Когда Вылко скучал по дому, то рисовал избу отца, снеговые туманные горы, закат и птичьи базары. Краски на его картинах были свежи и необычны. Он рисовал и пел длинную песню о ненецком богатыре Ваули. А по ночам во сне он видел отца и братьев, и от постоянной сердечной тоски страшные видения, похожие на картины «живого кино», навещали его.
Чтобы освободить себя от страхов, Вылко рассказывал художнику:
— Видел во сне, что сам помер. Испугался, жалко стало. Вижу по лестнице народ лезет на небо: начальники лезут, дети лезут, бабы лезут. Долез я доверху, а мне и говорят: «Куда лезешь? Ты еще не помер, после полезешь». Я обрадовался, назад полез. Насилу до земли добрался: народ шибко наверх лезет, не пускает. Очень рад был, что не помер…
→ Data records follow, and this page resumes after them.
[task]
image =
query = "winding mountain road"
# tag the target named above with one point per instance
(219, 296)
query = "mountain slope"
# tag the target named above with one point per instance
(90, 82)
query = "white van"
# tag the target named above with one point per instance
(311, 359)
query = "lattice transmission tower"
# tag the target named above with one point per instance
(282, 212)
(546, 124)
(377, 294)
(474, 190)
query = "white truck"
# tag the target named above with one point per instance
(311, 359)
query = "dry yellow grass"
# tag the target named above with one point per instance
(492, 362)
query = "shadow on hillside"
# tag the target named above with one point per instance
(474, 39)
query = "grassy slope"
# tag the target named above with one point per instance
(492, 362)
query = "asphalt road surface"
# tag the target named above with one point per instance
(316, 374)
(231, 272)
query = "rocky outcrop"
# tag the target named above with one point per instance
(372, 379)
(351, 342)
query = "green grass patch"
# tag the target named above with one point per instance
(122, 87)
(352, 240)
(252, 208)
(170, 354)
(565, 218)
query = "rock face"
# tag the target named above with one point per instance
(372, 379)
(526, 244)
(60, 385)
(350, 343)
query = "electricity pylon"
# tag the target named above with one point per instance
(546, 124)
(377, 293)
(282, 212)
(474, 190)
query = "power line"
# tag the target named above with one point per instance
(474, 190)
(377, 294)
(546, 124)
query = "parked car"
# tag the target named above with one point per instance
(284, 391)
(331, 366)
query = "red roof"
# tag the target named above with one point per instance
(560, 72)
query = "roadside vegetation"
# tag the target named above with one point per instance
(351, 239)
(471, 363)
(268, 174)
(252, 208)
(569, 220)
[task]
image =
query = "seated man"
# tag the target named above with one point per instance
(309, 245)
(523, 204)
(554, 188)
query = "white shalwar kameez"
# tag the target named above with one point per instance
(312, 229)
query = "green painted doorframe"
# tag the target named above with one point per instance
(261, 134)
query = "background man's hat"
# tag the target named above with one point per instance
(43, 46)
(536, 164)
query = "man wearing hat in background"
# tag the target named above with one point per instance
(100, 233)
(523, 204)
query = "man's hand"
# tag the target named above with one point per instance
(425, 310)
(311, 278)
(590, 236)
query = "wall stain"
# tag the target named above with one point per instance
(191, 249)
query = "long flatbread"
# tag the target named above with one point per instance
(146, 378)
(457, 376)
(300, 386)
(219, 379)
Но постепенно тоска по родине все реже и реже навещала его. Красочная Москва закружила его по музеям и театрам. Ему очень нравилась музыка, особенно оперная. Через много лет Михайлов-Доронович напомнит: «Помню, как в Москве провожали вас на вокзале и как грустно было вам расставаться с музыкой… Накануне вы были в опере Большого театра, помните?»
В эту зиму Вылко много рисовал, его картины выставлялись и расходились по частным собраниям: любителей живописи привлекала в картинах свежесть восприятия мира, а зрителей — необычность самого случая. Ведь слово «ненец», что в переводе означает — человек, для России было еще незнакомо. Сведения о ненцах для многих сводились лишь к тому, что в ледяной стране живут «не люди — не звери», а один из них даже рисует. В газетах того времени можно было прочитать о Вылко: «Что ожидает этого талантливого дикаря-художника — трудно сказать. Может быть, талант его, как занесенная ветром искра, едва вспыхнув, тотчас и погаснет, исчезнет без следа. Пятидесятиградусные морозы, стодневные ночи и девятимесячная оторванность от родины, от живого мира — едва ли много дадут пищи этому робко вспыхнувшему огоньку».
Пока Вылко учился в Москве, где-то за тысячи километров зрела роковая беда. Погиб его двоюродный брат. И все вернулось «на круги своя»: маленькая песчинка, чудом слетевшая с узаконенной орбиты, была поставлена на место. А сколько таких искр, даже не превратившихся в огонь, было безжалостно потушено в холодных просторах тундры!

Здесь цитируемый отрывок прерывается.